Aktuell haben die Schwestern ihre Türen für (mehr oder weniger) junge Ordensschwestern, die in der Nähe an der Benediktinerhochschule in Rom, am Pontificio Ateneo Sant’Anselmo, studieren oder unterrichten, geöffnet, um ihnen während ihrer akademischen Tätigkeit Aufenthalt im klösterliche Rahmen zu bieten.

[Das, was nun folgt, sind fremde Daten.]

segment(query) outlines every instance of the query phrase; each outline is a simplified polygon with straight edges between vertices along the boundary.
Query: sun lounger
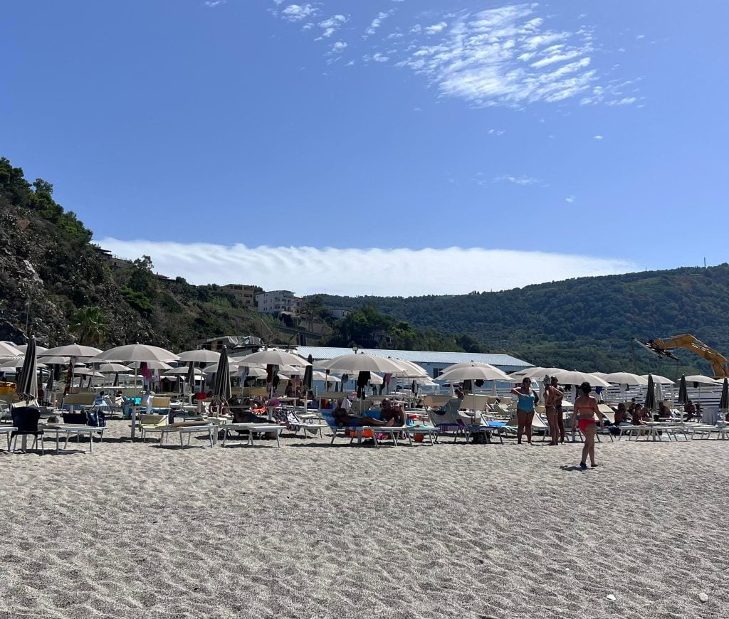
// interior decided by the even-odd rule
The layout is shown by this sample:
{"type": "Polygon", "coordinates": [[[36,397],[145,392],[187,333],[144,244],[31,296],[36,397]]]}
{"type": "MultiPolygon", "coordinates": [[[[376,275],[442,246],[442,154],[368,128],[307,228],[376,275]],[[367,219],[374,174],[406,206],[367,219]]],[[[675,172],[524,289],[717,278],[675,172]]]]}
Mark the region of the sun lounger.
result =
{"type": "Polygon", "coordinates": [[[137,417],[137,427],[141,433],[141,440],[143,443],[147,442],[147,435],[152,434],[155,432],[160,433],[160,442],[161,443],[167,432],[167,426],[169,425],[169,415],[147,414],[141,413],[137,417]]]}

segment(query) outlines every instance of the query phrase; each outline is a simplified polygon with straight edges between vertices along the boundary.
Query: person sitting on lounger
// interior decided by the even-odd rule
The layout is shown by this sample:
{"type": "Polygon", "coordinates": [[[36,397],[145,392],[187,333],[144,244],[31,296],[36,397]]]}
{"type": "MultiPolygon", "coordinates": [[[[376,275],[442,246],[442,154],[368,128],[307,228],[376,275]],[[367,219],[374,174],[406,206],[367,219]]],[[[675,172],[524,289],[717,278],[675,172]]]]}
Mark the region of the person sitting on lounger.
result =
{"type": "Polygon", "coordinates": [[[402,404],[396,404],[389,400],[383,401],[382,413],[381,419],[384,421],[392,422],[392,425],[407,425],[408,418],[405,416],[405,410],[402,404]],[[388,402],[388,406],[385,408],[385,402],[388,402]]]}
{"type": "Polygon", "coordinates": [[[338,427],[359,427],[365,425],[394,425],[391,421],[384,422],[376,419],[374,417],[355,417],[347,414],[347,411],[341,406],[334,409],[332,414],[334,417],[334,422],[338,427]]]}
{"type": "Polygon", "coordinates": [[[615,425],[630,425],[628,421],[628,412],[625,410],[624,402],[620,402],[617,405],[617,410],[615,411],[615,425]]]}
{"type": "Polygon", "coordinates": [[[696,417],[696,407],[693,406],[693,402],[690,400],[684,404],[684,412],[686,414],[686,421],[691,421],[696,417]]]}

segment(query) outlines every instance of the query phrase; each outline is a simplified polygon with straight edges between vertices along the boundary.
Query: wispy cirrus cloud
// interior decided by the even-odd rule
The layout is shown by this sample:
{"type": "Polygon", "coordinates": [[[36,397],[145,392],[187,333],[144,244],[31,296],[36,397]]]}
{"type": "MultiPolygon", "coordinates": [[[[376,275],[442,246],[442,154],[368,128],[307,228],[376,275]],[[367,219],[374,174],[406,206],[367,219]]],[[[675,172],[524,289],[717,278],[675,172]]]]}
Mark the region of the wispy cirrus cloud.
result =
{"type": "Polygon", "coordinates": [[[620,259],[499,249],[249,248],[113,238],[98,243],[119,256],[150,256],[155,271],[192,283],[225,285],[244,279],[267,290],[300,294],[457,294],[638,270],[620,259]]]}
{"type": "Polygon", "coordinates": [[[439,42],[417,47],[399,66],[443,95],[477,106],[555,102],[586,92],[596,79],[591,35],[549,29],[536,7],[461,15],[439,42]]]}

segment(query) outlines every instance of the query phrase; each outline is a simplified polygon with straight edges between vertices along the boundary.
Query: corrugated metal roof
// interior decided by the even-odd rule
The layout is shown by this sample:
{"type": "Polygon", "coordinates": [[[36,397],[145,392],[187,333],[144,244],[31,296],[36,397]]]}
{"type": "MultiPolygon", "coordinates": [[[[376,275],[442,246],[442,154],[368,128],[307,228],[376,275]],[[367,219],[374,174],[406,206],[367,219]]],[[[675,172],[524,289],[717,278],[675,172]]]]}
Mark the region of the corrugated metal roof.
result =
{"type": "MultiPolygon", "coordinates": [[[[393,357],[416,363],[461,363],[468,361],[480,361],[490,363],[502,370],[515,371],[531,368],[532,364],[510,355],[492,355],[487,352],[441,352],[432,350],[385,350],[375,348],[360,348],[359,352],[367,352],[378,357],[393,357]]],[[[327,346],[300,346],[298,354],[305,359],[311,355],[314,360],[333,359],[343,355],[351,355],[351,348],[336,348],[327,346]]]]}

Dieses Zusammenleben von zwei Frauengemeinschaften, der von Tor de'Specchi und der von Sant'Anselmo, die wiederum an Internationalität kaum zu übertreffen ist – es sind zurzeit insgesamt acht Schwestern, die aus Brasilien, Venezuela, USA, Tansania, Kroatien, Ungarn und Italien kommen – veranschaulicht konkret das weite Herz, das auch die heilige Francesca auszeichnete.
Was ist schließlich die bleibende Botschaft der Lieblingsheiligen der Römer? Francesca wirkte zeitlebens zahlreiche Wunder, die Aufsehen erregt haben und im Oratorium in Tor de'Specchi in einem Bilderzyklus aus dem 15. Jahrhundert abgebildet sind. Ihre Stärke offenbart sich jedoch auf eine andere Weise, vielleicht nicht so spektakulär, sondern erst auf den zweiten Blick. Auf der weitverbreiteten Darstellung ist nämlich nicht nur ein Engel zu sehen, sondern ein aufgeschlagenes Buch, das ein Zitat enthält: "Du hast meine Rechte ergriffen. Du leitest mich nach deinem Ratschluss, danach nimmst du mich auf in Herrlichkeit" (Ps 73,23f). Dieser Psalmvers befindet sich in einem Kontext, in dem der Beter von Enttäuschungen, Schmerz, bitterem Leiden niedergedrückt trotzdem am Vertrauen auf Gott festhält. Mehr als Wundertätigkeit ist diese unerschütterliche Zuversicht die eigentliche Botschaft der heiligen Francesca, mit der sie über Rom hinaus ausstrahlt.